La bonne nouvelle pour commencer : malgré toutes les difficultés, notre équipe médicale est de retour depuis fin août et la clinique de gynécologie et d'obstétrique de TARGET à Danakil a rouvert ses portes ! Le service d'urgence a été lancé avec de l'électricité et de l'eau provisoires.

RÉTROSPECTIVE

Dans notre dernière lettre annuelle, nous avons indiqué que la clinique avait dû être évacuée et détruite en grande partie en raison des conflits armés entre le gouvernement central éthiopien et l'État du Tigray, qui se sont étendus à la région d'Afar. Le projet d'aide aux filles et aux femmes victimes de mutilations génitales féminines, construit à partir de rien au prix d'énormes efforts pendant cinq années laborieuses, est devenu un lieu de désolation.

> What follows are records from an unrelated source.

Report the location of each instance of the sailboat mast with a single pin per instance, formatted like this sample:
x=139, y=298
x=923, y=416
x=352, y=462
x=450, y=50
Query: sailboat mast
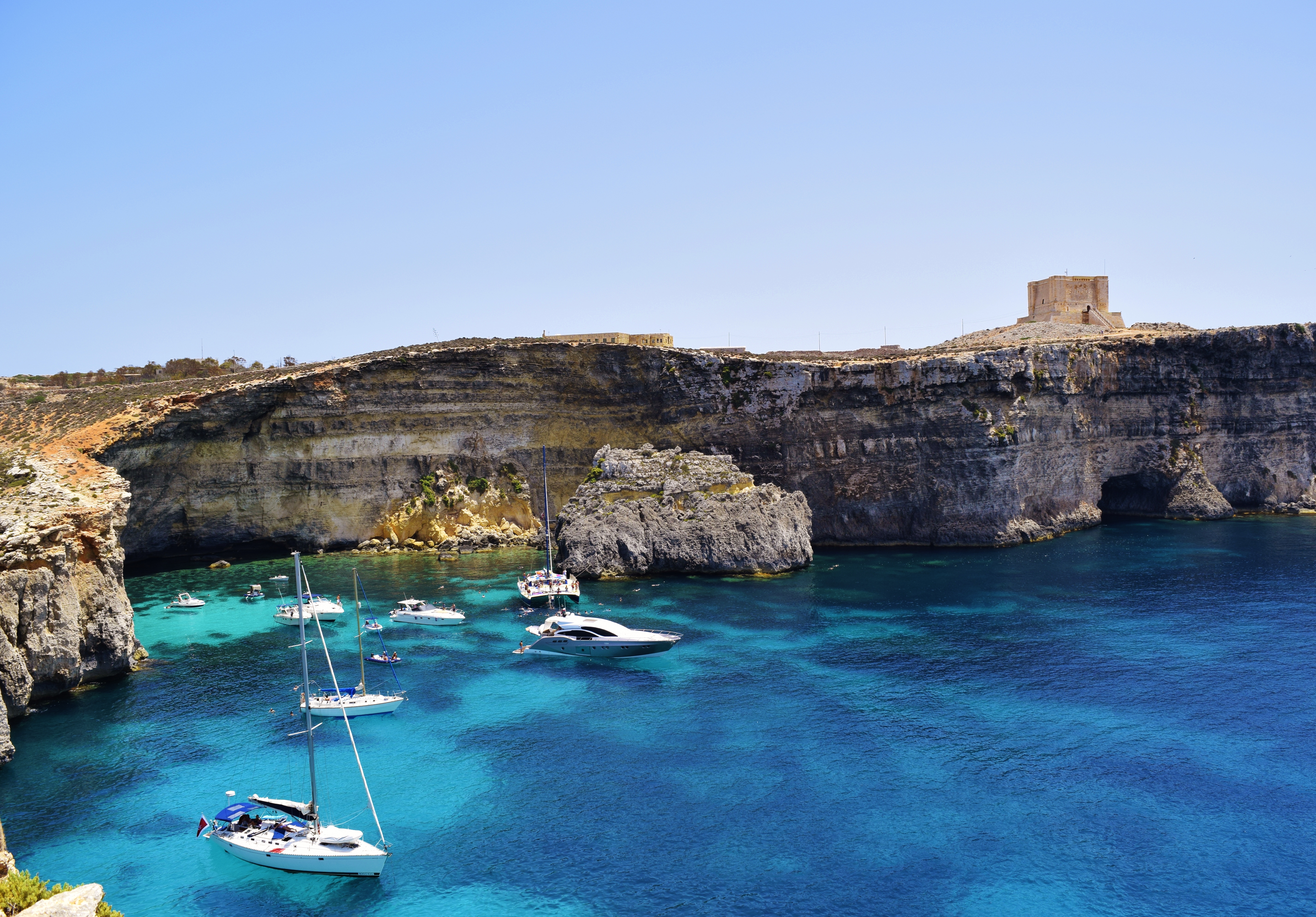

Les Afar ont été contraints de fuir. Au cours des mois qui ont suivi, ils ont tout simplement manqué de tout, du matériel médical et des biens de consommation aux médicaments et à l'essence pour les deux véhicules restants. Il n'y avait pas de communications téléphoniques, les opérations bancaires étaient à l'arrêt. Le choléra, la malaria et la rougeole se sont déclarés et continuent de sévir parmi la population.

En plus des conséquences du déplacement et des atrocités subies, les Afar sont confrontés à une sécheresse persistante. Depuis fin 2020, la saison des pluies a fait défaut quatre fois de suite. De nombreux animaux d'élevage des Afar ont été volés, tués ou sont morts de soif par les rebelles. Les chèvres, les vaches et les chameaux ont toujours été le moyen de subsistance de la plupart des familles de l'Afar, en bordure du Danakil. La faim, voire la malnutrition massive des enfants, caractérisent le tableau sur place.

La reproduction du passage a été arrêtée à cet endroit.